Sono al corrente di molti di questi lavori, li ho studiati e approfonditi anche con la tesi, e continuo a scoprirne a posteriori. Quando ho iniziato il progetto conoscevo in particolare i lavori di Boetti, Vaccari e Ghirri, che a loro volta sicuramente facevano riferimento a maestri precedenti. La parola è un elemento antico e contemporaneo allo stesso tempo e per questo credo ci sia spazio per altre combinazioni letterarie e artistiche anche nel prossimo millennio.
Dopo Foto Grafia a cosa stai lavorando?
Rispondo da Brooklyn, New York, dove passerò i prossimi mesi: sono arrivato qui dopo venti giorni di viaggio in macchina negli stati del Nord. Sto lavorando al prossimo progetto libro che unirà queste immagini americane ad altre precedenti. Sarò alla NYABF con il mio editore e continuerò anche con le mostre e presentazioni editoriali di Foto Grafia.
Luca Massaro (Reggio Emilia, 1991) è laureato in letterature straniere (Milano Cattolica e Parigi Sorbonne). I suoi lavori più recenti, che si sviluppano intorno alla congiunzione – e interferenza – fra immagine e testo, consistono in serie fotografiche, installazioni e libri d’artista. La sua prima monografia Foto Grafia (2010-2014) – serie premiata con il Premio Nascimben U25 2014 ed esposta alla Fondazione Benetton – è stata pubblicata da Danilo Montanari Editore nel marzo 2015, e presentata a Milano (MiArt e MIA) e a Roma presso Matèria Gallery con una mostra personale dal titolo quasi-quasi. È co-fondatore di Libri Di Sam Edizioni, una piattaforma sperimentale che unisce l’editoria tradizionale ai suoi corollari virtuali futuri. Nel Settembre 2013 è stato invitato a partecipare a Confotografia, residenza collettiva per la quale ha realizzato il libro d’artista “L’Aquila e la Rana”. Nel dicembre 2012 ha pubblicato con BooksOnLine un innovativo progetto-libreria di Pierre Hourquet, Ukiyo-e, un viaggio fotografico nel “mondo fluttuante” del Giappone contemporaneo.
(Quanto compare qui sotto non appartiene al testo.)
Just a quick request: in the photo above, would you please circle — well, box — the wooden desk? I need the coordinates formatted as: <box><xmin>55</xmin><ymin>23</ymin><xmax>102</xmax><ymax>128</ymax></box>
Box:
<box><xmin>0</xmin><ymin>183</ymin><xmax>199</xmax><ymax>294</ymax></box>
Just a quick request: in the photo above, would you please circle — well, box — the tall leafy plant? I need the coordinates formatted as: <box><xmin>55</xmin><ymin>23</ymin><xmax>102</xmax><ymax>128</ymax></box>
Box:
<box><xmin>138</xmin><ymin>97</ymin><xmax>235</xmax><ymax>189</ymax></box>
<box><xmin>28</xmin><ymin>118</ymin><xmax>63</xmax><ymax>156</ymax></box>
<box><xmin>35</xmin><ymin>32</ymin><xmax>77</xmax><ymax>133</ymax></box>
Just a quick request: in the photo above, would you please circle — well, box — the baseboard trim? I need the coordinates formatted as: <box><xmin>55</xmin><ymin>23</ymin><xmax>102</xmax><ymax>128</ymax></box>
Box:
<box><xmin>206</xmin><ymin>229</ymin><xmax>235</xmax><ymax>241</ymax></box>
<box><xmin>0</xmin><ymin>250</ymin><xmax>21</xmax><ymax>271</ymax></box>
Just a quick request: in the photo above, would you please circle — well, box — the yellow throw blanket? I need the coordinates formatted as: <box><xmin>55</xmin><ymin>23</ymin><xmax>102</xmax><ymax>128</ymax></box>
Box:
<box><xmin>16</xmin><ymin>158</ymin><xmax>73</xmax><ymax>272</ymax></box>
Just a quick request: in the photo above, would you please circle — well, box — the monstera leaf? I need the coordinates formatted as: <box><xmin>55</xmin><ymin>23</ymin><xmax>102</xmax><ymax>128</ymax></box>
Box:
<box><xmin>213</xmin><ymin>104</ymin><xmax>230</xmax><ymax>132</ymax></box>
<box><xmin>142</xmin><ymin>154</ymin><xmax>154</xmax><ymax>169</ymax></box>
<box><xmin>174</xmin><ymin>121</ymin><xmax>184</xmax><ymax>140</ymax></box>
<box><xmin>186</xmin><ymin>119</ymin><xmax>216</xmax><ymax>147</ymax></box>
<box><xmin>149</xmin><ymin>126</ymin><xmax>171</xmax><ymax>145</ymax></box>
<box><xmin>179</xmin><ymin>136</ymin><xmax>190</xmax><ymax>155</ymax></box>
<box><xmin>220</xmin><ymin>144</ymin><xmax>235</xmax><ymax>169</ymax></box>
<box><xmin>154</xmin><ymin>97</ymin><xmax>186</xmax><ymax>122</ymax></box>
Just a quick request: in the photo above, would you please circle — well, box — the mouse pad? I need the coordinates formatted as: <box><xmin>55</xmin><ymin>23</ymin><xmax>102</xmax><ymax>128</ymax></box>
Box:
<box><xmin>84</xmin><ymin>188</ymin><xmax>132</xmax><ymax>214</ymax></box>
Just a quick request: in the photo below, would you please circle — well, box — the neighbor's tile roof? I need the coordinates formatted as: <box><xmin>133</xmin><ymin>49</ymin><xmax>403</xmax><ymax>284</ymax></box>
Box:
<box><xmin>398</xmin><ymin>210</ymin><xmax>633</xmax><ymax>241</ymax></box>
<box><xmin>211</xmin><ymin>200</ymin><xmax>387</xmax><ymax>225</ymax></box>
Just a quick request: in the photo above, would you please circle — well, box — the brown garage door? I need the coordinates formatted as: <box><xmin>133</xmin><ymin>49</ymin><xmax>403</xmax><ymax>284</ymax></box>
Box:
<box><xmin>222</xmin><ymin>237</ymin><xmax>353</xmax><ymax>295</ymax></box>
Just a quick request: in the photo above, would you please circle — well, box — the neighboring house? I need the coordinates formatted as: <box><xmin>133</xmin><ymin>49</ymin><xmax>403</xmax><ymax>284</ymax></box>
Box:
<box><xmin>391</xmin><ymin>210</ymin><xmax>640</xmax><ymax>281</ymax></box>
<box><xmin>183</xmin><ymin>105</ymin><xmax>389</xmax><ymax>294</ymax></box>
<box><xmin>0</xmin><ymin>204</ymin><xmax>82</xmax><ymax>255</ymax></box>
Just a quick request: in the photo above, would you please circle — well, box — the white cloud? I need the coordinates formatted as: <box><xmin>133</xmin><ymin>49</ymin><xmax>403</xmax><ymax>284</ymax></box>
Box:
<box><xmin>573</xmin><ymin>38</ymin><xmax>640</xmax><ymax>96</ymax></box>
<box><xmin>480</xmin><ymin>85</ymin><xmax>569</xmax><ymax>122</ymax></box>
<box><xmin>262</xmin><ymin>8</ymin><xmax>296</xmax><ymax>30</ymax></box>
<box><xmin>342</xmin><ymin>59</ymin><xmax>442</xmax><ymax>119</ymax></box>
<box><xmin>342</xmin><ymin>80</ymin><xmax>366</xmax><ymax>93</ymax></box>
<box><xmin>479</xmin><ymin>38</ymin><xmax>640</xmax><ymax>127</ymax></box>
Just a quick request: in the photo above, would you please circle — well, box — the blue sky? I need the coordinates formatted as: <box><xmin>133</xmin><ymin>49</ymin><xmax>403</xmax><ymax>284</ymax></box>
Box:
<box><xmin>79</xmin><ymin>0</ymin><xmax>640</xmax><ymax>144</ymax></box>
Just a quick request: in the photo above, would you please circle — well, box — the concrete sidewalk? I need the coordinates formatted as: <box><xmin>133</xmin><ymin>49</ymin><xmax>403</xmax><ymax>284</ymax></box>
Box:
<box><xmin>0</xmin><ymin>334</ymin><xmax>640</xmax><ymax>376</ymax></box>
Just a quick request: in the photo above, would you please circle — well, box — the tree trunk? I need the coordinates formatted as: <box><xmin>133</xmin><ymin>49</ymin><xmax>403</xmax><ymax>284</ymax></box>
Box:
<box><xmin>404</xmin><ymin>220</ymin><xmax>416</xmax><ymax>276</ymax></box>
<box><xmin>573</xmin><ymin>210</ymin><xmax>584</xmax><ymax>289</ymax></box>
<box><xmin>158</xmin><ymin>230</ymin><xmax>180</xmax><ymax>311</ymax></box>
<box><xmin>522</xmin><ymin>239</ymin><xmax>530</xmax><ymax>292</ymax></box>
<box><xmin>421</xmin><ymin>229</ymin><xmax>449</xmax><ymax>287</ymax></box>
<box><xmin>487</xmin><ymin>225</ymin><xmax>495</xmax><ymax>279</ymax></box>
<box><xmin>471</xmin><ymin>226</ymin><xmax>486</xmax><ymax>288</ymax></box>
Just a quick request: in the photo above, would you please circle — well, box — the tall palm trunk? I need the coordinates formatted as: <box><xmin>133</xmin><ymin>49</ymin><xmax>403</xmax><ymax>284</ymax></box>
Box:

La serie è stata esposta a Parigi alla galleria Point Ephèmère nel Maggio 2013, selezionata per il Premio Prina 2014 e presentata, nel Settembre 2014, alla Triennale di Milano e alla Galleria Ghiggini di Varese. Un’edizione speciale di Ukiyo-e è stata curata da Alberto Casiraghy per Edizioni Pulcinoelefante nel Settembre 2014. Vive e lavora a Milano.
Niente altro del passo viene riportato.